2. Originally Posted by mj.alawami
Question:
$\displaystyle \int\frac{2dt}{t\sqrt{t^4+25}}$
Attempt:
$\displaystyle \int\frac{2dt}{t\sqrt{(t^2)^2+(5)^2}}$

a=5 ,$\displaystyle t^2=5tan\theta$,$\displaystyle 2tdt=5sec^2\theta$
Since there is now differentiation for $\displaystyle sec^2\theta$ can i change it to $\displaystyle tan^2\theta+1$

Hello,
Your substitution works, but from your substitution, clearly $\displaystyle t=\sqrt{5} \, \sqrt{tan(\theta)}$, find $\displaystyle dt$ in terms of $\displaystyle \theta$.
Then change your integral accroding to this substitution; you will get (with some simplification) a simple trigonometric integral.

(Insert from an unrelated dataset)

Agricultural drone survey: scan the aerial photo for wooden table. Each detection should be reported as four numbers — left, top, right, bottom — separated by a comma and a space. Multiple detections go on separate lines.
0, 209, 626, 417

3. Originally Posted by General
Hello,
Your substitution works, but from your substitution, clearly $\displaystyle t=\sqrt{5} \, \sqrt{tan(\theta)}$, find $\displaystyle dt$ in terms of $\displaystyle \theta$.
Then change your integral accroding to this substitution; you will get (with some simplification) a simple trigonometric integral.
So ,
$\displaystyle t^2=5tan\theta$
$\displaystyle t=\sqrt{5} \, \sqrt{tan(\theta)}$
$\displaystyle dt=\sqrt{5}\,sec(\theta)$

4. Originally Posted by mj.alawami
So ,
$\displaystyle t^2=5tan\theta$
$\displaystyle t=\sqrt{5} \, \sqrt{tan(\theta)}$
$\displaystyle dt=\sqrt{5}\,\sqrt{sec^2(\theta)}$
No No No. In general: $\displaystyle \left( \sqrt{f(x)} \right)^{'} \neq \left( \sqrt{f'(x)} \right)$.

Try to find $\displaystyle dt$ again, and notice that $\displaystyle \sqrt{tan(\theta)} = tan^{\frac{1}{2}}(\theta)$.